Yin suggests case selection based on the following criteria. A single
case can serve as a critical example (1) if it forms an extreme or
unique case, e.g. if not many cases are available; (2) if it forms a
typical or representative case, standing as an example of a wider group
of cases; (3) if it is a revelatory case, where the investigator has an
opportunity to observe and analyze a phenomenon so far inaccessible to
scientific investigation; (4) if it provides a longitudinal case
studying two or more points in time; or (5) if it stands as a pilot in a
multi-case setting. In contrast, multiple cases often use a replication
logic, but can also be used to select typical cases within a certain
domain. In our case, we have chosen two case studies
completed in China, where two key persons were interviewed from these
reported companies (rather typical case amount as compared to
large-scale analysis of Hilmola, 2018). Company interaction and
interviews took place during June-Sept.2017. Interviews were part of
larger assignment, which was examining Asian retail market through case
studies. Research regarding to cases is used here to serve the
understanding of Chinese market, and it is descriptive with systems
approach. Chinese retail market has become increasingly important over
the years as in largest cities (so called tier 1 cities) purchasing
power (especially in purchasing power parity terms) has improved to the
level of old west (e.g. regional GDP in 2017 in Beijing, Shanghai and
Tianjin was around 20,000 USD per person; Babones 2018). Tan et al. research work indicated in logistics industry responses that some
Chinese cities, like Shenzhen or Shanghai, could even act as regional
distribution centers of Asia.
The purpose of this study is to
evaluate the e-commerce enterprise location in China. In this regard,
this article answers the following research questions: 1) What are the
success factors of e-commerce zones in China? and 2) Which locations are
favourable for omnichannel shoppers' development? To reveal the essence
of the research, the study is structured as follows: In Section 2,
several theories have been considered to create the framework for
studying the e-commerce enterprise location in China. Section 3 provides
systematization of factors that support the choice for favourable
Chinese provinces, which were ranked based on general choice algorithm.

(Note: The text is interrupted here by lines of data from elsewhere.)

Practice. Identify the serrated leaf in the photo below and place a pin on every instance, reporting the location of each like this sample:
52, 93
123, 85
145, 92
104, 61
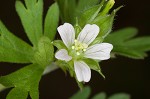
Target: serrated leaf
83, 5
45, 53
105, 22
121, 35
67, 10
24, 80
143, 42
89, 15
125, 45
120, 96
13, 49
94, 65
31, 18
101, 95
59, 44
83, 94
129, 52
51, 21
17, 93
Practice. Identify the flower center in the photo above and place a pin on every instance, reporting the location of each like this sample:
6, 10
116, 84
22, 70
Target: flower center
79, 47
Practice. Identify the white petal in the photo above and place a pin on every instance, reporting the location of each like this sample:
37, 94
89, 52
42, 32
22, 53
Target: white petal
67, 34
99, 51
63, 55
82, 70
88, 34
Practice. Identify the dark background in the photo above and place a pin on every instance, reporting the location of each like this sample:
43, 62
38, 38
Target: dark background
122, 74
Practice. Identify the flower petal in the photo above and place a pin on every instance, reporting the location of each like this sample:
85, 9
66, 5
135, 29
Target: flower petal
82, 70
88, 34
63, 55
99, 51
67, 34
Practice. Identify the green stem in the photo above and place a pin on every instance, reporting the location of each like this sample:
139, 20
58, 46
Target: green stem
2, 87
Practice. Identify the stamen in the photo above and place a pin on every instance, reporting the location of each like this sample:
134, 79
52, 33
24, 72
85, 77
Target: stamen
78, 53
73, 47
75, 40
84, 50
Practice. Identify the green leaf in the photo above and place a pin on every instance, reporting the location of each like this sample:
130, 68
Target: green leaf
143, 42
45, 53
24, 81
67, 10
101, 95
121, 35
129, 52
105, 22
89, 15
125, 45
94, 65
31, 18
13, 49
83, 5
120, 96
51, 21
17, 93
84, 94
59, 44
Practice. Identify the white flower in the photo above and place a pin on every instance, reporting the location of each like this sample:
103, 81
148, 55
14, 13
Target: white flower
81, 47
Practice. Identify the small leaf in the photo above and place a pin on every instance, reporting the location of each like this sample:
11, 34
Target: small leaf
51, 21
13, 49
31, 18
143, 42
45, 53
83, 94
24, 81
17, 93
120, 96
94, 65
67, 10
105, 22
89, 15
101, 95
121, 35
125, 45
84, 5
59, 44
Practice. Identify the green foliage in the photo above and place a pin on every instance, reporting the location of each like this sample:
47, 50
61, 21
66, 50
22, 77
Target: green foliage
83, 5
101, 95
24, 81
45, 52
70, 9
85, 94
126, 45
94, 65
59, 44
67, 9
31, 18
13, 49
120, 96
51, 21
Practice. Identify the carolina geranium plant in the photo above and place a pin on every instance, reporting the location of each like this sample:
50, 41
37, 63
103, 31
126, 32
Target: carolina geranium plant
86, 40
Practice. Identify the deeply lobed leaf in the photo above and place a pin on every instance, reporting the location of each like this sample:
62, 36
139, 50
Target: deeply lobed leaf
31, 18
13, 49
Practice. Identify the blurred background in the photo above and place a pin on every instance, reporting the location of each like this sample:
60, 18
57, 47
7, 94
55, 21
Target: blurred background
122, 74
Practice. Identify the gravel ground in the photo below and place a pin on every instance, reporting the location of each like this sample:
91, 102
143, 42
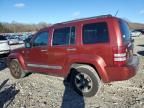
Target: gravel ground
43, 91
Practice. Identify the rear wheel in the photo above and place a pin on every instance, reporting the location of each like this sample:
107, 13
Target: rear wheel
85, 80
16, 70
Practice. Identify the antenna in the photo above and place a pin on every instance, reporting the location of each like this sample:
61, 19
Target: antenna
117, 12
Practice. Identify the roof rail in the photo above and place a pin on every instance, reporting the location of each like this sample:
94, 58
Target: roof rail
81, 19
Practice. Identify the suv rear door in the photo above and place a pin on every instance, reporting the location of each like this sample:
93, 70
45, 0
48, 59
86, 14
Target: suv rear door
63, 42
37, 55
128, 43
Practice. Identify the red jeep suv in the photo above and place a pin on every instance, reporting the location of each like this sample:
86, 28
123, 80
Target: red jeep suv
86, 51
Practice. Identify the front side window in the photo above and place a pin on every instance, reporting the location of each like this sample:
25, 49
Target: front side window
95, 33
41, 39
64, 36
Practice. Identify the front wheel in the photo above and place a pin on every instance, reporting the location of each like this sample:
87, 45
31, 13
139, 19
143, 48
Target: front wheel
84, 80
16, 70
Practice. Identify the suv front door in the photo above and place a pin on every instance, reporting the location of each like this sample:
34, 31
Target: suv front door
37, 55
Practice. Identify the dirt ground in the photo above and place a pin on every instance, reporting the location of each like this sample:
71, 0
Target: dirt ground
43, 91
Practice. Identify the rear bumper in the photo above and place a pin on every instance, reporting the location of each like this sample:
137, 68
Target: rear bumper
125, 72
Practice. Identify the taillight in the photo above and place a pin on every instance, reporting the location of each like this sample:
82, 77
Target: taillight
120, 56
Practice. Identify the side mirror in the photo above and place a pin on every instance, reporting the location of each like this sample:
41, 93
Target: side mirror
27, 45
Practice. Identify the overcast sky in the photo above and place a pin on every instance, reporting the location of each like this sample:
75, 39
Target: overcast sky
54, 11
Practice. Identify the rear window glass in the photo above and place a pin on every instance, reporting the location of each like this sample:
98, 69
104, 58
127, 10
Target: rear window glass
2, 38
95, 33
124, 30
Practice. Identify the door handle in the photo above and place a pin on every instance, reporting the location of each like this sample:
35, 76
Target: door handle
71, 49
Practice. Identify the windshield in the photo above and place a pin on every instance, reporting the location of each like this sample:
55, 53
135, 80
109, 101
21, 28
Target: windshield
124, 30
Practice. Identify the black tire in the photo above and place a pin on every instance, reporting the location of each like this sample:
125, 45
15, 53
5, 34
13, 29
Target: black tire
16, 70
89, 83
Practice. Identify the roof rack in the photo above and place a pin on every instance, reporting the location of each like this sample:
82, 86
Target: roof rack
81, 19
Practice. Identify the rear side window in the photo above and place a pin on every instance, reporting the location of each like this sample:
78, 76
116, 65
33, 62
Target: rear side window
64, 36
95, 33
124, 30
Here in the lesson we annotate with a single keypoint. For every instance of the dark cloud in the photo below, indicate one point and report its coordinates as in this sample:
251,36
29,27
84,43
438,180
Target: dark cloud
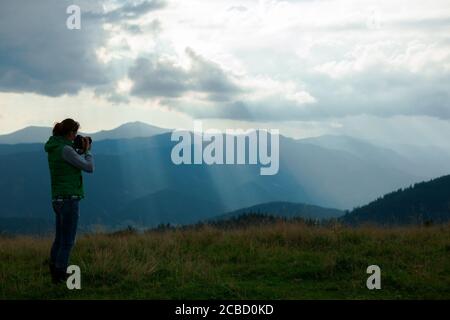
129,10
39,54
154,77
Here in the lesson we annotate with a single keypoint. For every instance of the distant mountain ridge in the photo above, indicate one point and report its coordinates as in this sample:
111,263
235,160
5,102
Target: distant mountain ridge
424,202
287,210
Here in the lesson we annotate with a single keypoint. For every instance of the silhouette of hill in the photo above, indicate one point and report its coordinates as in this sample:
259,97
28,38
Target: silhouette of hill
287,210
135,176
421,203
35,134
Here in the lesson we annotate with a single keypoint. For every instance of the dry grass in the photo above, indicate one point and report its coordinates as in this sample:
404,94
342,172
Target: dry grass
282,261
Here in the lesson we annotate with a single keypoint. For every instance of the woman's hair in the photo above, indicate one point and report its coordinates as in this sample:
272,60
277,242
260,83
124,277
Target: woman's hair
65,127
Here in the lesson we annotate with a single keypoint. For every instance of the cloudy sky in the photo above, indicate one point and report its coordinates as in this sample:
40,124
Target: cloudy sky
373,69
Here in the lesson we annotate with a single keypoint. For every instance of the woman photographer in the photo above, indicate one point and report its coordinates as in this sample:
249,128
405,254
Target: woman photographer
66,166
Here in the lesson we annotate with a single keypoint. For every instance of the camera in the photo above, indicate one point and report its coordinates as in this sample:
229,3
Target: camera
78,142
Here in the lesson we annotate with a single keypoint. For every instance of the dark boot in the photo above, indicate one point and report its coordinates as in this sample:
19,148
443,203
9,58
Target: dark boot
60,276
53,272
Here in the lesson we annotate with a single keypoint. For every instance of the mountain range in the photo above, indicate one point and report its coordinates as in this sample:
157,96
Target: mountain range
136,183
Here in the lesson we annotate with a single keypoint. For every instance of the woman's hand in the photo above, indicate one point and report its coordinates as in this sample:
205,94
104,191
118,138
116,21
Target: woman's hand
86,144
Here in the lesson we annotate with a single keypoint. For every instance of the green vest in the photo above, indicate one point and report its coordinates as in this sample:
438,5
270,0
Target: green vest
66,180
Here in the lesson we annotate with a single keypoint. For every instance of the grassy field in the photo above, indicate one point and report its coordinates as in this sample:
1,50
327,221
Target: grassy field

After these, in Section 4, two completed case studies are analyzed
together, which give perspective for theoretical second-hand data based
evaluation model. In final Section 5, we conclude study, and provide
avenues for further research.
Theoretical background
Relevance of international trade models and transport cost theories
E-commerce
is one of the prospering and competitive spheres of businesses in China. Jiang and Prater correctly estimated that e-commerce
adaptation would take time from Chinese logistics system and
infrastructure, however, once done, it would change significantly this
country. The long-term expectations for this digital market remain high
not only within one country, but across the global market, where a full
potential is far from being realized, especially in the sphere of
cross-border trade. Absolute e-commerce cross-border trade was estimated
to be 6.66 trillion yuan (around one trillion USD) in 2016, and this
mostly to export direction. Based on the statistics of
China's Custom, absolute e-commerce cross-border trade is 8.06 Trillion
yuan in 2017 (approximately 1.2 trillion USD). In the first half of
2018, absolute e-commerce cross-border trade reaches 4.5 trillion yuan
(almost 0.67 trillion USD; 100ec.cn 2019). One of the driving factors of
its growth is in the development of platform-based services, and particular, shopping platforms of Alibaba Group, such as
Aliexpress, Pandao, Joom, Wish that are used in Russia. For some other
foreign markets is used Lazada in Vietnam, Indonesia, Malaysia,
Singapore and the Philippines, as well as widespread growth of mobile
users contributing to m-commerce evolvement.
The current study
looks into the invisible part of the online trade, such as logistics,
purchasing and distribution practices, as well as initial manufacturing
phases that represent the offline side of omnichannel shoppers and
should be considered from an integral point of view.
Before any goods (tangible or intangible) appear on the company's
websites and purchased by consumers, they have to be produced, undergo
the value-added operations and then delivered to the required locations.
Forward-thinking companies may be aware of this need for simultaneous
developments, but do not know where to start and make the right
decisions on the online business development that drive margin and
profitability growth in both channels.
One of the sources for
gaining financial benefits is hidden in the economic concept, which
dates back to Smith. In particular, the economies of scale theory
can be applied to a variety of organizational and business situations,
because when the economy of scale is realized, the economic growth can
be achieved. According to the theory, when average costs starts falling
as output increases, then economies of scale are occurring. For doing
so, it is possible to purchase inputs at a lower per-unit cost when they
are purchased in large quantities, or use other sources of economies.
For example, in wholesale and retail distribution, the increase of the
speed of operations, such as order fulfilment, can lower the overall
costs of doing business. Continuing notions from the landmark book of A.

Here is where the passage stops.